Ханна не умела читать и писать.
Поэтому она просила других читать ей вслух. Поэтому она давала мне читать и заполнять все во время нашего путешествия на велосипедах и была так разгневана в то утро в гостинице, когда нашла мою записку, понимала, что я буду ждать от нее, что она прочтет ее, и боялась разоблачения. Поэтому она уклонилась от дальнейшей учебы в трамвайном парке; ее недостаток, который она могла скрывать, работая кондуктором, при обучении на вагоновожатую явно вышел бы наружу. Поэтому она пренебрегла новой должностью на фабрике и пошла в лагерные надзирательницы. Поэтому она, во избежание столкновения с экспертом, призналась, что написала рапорт. Неужели именно поэтому она наговорила на себя столько в зале суда?

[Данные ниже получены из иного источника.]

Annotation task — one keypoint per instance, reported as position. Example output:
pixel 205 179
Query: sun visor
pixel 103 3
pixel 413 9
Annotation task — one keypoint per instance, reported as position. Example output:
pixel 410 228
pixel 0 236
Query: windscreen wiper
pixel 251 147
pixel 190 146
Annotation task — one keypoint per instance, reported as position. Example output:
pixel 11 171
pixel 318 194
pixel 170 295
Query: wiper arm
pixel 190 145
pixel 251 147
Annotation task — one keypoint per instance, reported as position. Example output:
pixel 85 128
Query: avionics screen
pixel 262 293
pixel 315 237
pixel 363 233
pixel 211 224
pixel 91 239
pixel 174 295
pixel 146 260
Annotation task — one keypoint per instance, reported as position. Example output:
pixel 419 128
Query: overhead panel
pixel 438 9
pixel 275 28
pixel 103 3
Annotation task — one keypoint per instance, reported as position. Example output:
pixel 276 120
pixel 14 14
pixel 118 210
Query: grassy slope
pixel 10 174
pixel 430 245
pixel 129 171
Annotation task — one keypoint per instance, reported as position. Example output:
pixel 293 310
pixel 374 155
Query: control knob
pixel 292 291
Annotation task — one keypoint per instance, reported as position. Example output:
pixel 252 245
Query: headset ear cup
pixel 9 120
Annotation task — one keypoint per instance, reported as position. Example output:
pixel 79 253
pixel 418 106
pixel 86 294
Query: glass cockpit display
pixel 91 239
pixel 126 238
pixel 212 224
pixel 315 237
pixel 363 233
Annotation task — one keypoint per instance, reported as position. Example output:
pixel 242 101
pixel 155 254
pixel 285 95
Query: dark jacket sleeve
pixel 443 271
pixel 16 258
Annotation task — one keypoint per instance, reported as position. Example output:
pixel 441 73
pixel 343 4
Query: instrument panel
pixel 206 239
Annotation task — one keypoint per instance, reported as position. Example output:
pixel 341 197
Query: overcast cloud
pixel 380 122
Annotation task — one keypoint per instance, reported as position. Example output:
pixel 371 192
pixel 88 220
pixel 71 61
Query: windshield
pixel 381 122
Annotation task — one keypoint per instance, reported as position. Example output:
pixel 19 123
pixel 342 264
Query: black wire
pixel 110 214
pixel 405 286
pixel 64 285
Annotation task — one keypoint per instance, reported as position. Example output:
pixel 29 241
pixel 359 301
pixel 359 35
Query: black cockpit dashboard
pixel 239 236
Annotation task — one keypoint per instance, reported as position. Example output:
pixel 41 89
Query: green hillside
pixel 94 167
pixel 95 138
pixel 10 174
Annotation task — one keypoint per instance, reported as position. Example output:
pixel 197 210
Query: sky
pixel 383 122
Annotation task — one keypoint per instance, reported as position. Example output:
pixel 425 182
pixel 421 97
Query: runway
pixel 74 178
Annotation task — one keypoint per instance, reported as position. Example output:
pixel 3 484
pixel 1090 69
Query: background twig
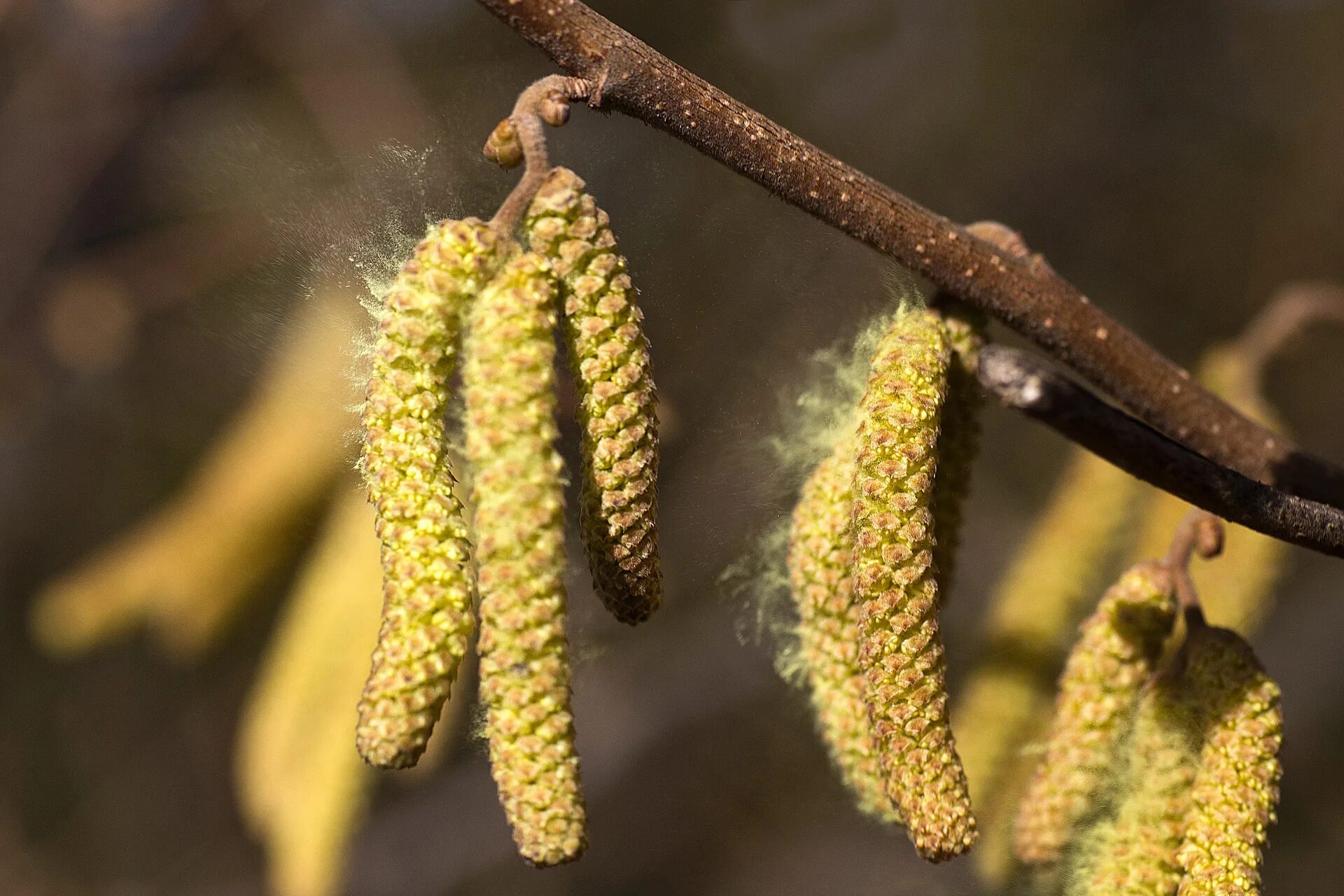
pixel 1027 384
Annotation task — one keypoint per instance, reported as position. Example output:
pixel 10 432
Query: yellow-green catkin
pixel 1236 789
pixel 428 578
pixel 820 578
pixel 895 583
pixel 617 416
pixel 1003 707
pixel 1238 592
pixel 1113 659
pixel 519 524
pixel 958 440
pixel 1133 852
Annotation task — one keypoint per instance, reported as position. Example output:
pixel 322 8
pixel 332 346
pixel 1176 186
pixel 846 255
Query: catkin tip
pixel 426 555
pixel 519 523
pixel 609 356
pixel 1113 659
pixel 901 649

Потому что не могла прочитать ни книги дочери, ни обвинительного протокола, не могла разглядеть шансов своей защиты и соответствующим образом подготовиться? Неужели именно поэтому она отправляла тех девочек в Освенцим? Чтобы, если они что-то заметили, навсегда заставить их замолчать? И неужели именно поэтому она брала под свою опеку самых слабых?

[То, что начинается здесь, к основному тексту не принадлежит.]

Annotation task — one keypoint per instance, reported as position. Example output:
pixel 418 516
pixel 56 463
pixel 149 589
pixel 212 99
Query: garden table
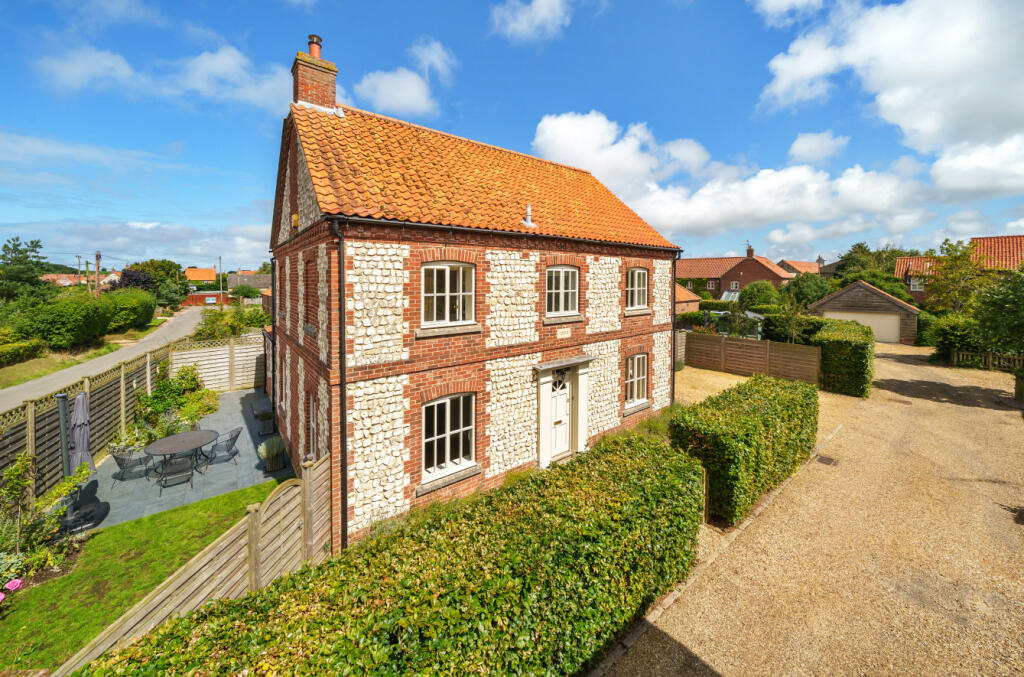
pixel 183 443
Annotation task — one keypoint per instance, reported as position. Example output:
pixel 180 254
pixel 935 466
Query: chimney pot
pixel 314 45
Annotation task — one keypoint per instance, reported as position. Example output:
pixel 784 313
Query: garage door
pixel 885 325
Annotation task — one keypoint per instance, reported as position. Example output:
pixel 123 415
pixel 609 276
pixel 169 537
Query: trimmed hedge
pixel 130 308
pixel 11 353
pixel 847 357
pixel 750 438
pixel 536 578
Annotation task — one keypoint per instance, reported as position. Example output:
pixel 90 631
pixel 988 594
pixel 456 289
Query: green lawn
pixel 136 334
pixel 46 625
pixel 51 362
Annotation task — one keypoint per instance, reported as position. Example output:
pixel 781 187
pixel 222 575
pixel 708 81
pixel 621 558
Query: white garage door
pixel 885 325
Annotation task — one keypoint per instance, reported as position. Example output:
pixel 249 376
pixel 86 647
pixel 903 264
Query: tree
pixel 159 268
pixel 805 289
pixel 761 292
pixel 1000 313
pixel 956 279
pixel 131 278
pixel 886 283
pixel 245 291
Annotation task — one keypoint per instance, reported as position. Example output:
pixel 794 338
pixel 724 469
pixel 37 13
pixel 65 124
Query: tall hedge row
pixel 847 357
pixel 750 438
pixel 536 578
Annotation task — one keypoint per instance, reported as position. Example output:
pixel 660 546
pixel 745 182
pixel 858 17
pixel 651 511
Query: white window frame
pixel 636 379
pixel 636 294
pixel 565 295
pixel 450 465
pixel 465 299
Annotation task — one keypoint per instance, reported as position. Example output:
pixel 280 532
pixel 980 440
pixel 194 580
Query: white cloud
pixel 814 147
pixel 400 91
pixel 224 74
pixel 781 12
pixel 942 72
pixel 530 22
pixel 430 54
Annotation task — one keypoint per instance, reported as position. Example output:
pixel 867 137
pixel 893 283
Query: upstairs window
pixel 636 379
pixel 563 291
pixel 448 294
pixel 636 288
pixel 448 435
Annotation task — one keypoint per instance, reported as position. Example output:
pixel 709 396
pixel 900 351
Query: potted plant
pixel 271 452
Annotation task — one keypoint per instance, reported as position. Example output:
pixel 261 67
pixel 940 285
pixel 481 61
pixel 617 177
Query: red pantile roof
pixel 715 267
pixel 368 165
pixel 802 266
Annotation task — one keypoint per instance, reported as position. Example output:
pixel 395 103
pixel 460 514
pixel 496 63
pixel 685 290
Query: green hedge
pixel 536 578
pixel 11 353
pixel 749 438
pixel 847 357
pixel 130 308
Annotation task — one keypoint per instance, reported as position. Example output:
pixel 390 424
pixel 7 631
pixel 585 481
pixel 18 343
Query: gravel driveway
pixel 904 557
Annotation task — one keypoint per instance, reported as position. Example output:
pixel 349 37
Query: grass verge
pixel 46 625
pixel 51 362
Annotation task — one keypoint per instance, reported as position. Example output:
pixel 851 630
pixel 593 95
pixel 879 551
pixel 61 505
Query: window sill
pixel 637 408
pixel 449 331
pixel 562 320
pixel 448 480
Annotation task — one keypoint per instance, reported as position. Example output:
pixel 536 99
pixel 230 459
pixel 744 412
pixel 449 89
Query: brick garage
pixel 892 321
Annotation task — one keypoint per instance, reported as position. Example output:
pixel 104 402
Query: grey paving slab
pixel 108 501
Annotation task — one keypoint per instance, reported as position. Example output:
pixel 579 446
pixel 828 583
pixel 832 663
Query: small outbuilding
pixel 892 321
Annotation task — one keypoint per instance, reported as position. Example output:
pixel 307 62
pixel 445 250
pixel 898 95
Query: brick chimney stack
pixel 314 79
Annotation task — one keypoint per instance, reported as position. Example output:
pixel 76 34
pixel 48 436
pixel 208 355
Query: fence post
pixel 252 513
pixel 230 364
pixel 123 397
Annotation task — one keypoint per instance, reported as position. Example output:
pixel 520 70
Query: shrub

Поэтому? То, что ей было стыдно показывать, что она не умеет читать и писать, и то, что озадачивать меня было для нее более удобной возможностью, чем выдавать себя, это я мог понять. Стыд как причина уклончивого, защитного, скрытного, притворного и даже оскорбительного поведения был знаком и мне. Но стыд Ханны от того, что она не умеет читать и писать, как причина ее поведения на суде и в лагере? Она разоблачала себя как преступница, боясь, что ее разоблачат как неграмотную? Она становилась преступницей, боясь, что ее разоблачат как неграмотную?

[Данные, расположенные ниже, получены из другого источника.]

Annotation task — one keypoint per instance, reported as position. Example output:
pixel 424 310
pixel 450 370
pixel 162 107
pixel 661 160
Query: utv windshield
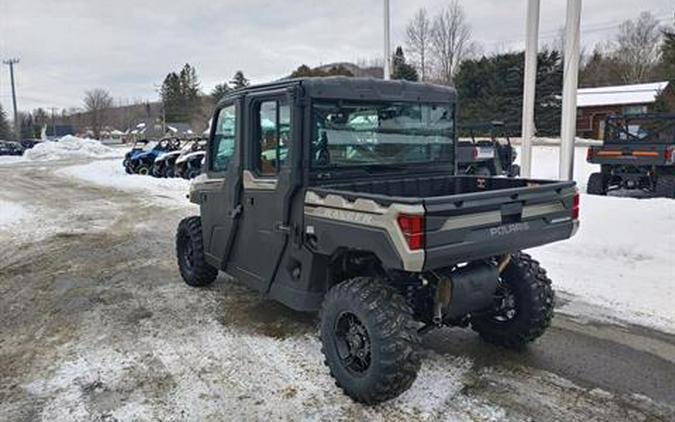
pixel 347 133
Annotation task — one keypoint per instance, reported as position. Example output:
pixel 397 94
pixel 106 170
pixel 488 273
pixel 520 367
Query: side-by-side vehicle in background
pixel 141 158
pixel 487 151
pixel 638 152
pixel 342 196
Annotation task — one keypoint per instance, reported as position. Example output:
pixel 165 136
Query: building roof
pixel 620 94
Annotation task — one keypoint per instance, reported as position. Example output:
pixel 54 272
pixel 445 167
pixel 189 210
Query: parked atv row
pixel 171 157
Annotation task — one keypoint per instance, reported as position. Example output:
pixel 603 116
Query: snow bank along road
pixel 96 324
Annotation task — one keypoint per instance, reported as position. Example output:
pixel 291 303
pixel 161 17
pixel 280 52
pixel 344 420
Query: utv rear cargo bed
pixel 468 217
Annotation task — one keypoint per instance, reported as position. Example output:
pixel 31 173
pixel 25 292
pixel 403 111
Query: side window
pixel 273 123
pixel 222 148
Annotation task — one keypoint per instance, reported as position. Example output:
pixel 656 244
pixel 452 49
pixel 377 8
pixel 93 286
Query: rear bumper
pixel 489 242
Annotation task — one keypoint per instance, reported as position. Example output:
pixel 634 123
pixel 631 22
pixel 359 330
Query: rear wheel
pixel 665 186
pixel 597 184
pixel 369 339
pixel 523 306
pixel 190 253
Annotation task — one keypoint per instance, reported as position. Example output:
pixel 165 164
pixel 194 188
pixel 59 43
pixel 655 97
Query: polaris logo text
pixel 509 228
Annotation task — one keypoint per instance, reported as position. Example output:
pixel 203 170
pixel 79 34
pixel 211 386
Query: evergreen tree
pixel 668 54
pixel 5 128
pixel 171 95
pixel 491 88
pixel 190 92
pixel 239 80
pixel 219 91
pixel 180 95
pixel 401 69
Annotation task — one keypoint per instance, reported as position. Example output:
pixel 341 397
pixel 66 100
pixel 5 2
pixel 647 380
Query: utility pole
pixel 11 63
pixel 568 122
pixel 529 86
pixel 387 45
pixel 53 121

Сколько раз я тогда и с тех пор задавался одинаковыми вопросами. Если мотивом поступков Ханны была боязнь разоблачения -- почему тогда вместо безболезненного разоблачения себя как неграмотная она выбрала невыносимое разоблачение себя как преступница? Или она считала, что и дальше у нее получится жить безо всякого разоблачения? Неужели она была столь недалекой? И неужели она была такой самонадеянной и злой по натуре, что могла стать преступницей, чтобы только не выдавать своей неграмотности? В то время и позже я снова и снова отбрасывал эти мысли. Нет, говорил я себе, Ханна не выбирала преступление. Она не хотела занимать более высокую должность на фабрике и стала надзирательницей совершенно случайно. И она не отправляла слабых и немощных в Освенцим потому, что они читали ей вслух, она брала их для чтения потому, что хотела облегчить им последние недели их жизни, прежде чем их все равно отправят в Освенцим. И на суде Ханна не вымеряла разницу между разоблачением себя как неграмотная и разоблачением себя как преступница. Она не подсчитывала и не выгадывала. Она была согласна с тем, что ее привлекали к ответу, просто не хотела к тому же еще оказаться разоблаченной в своем недостатке. Она нигде не искала своих интересов, а боролась за свою правду, за свою справедливость. И от того, что ей всегда приходилось немного притворяться, от того, что она никогда не могла быть до конца искренней, никогда не могла быть полностью самой собой -- это были жалкая правда и жалкая справедливость, но это были ее правда и ее справедливость, и борьба за них была ее борьбой.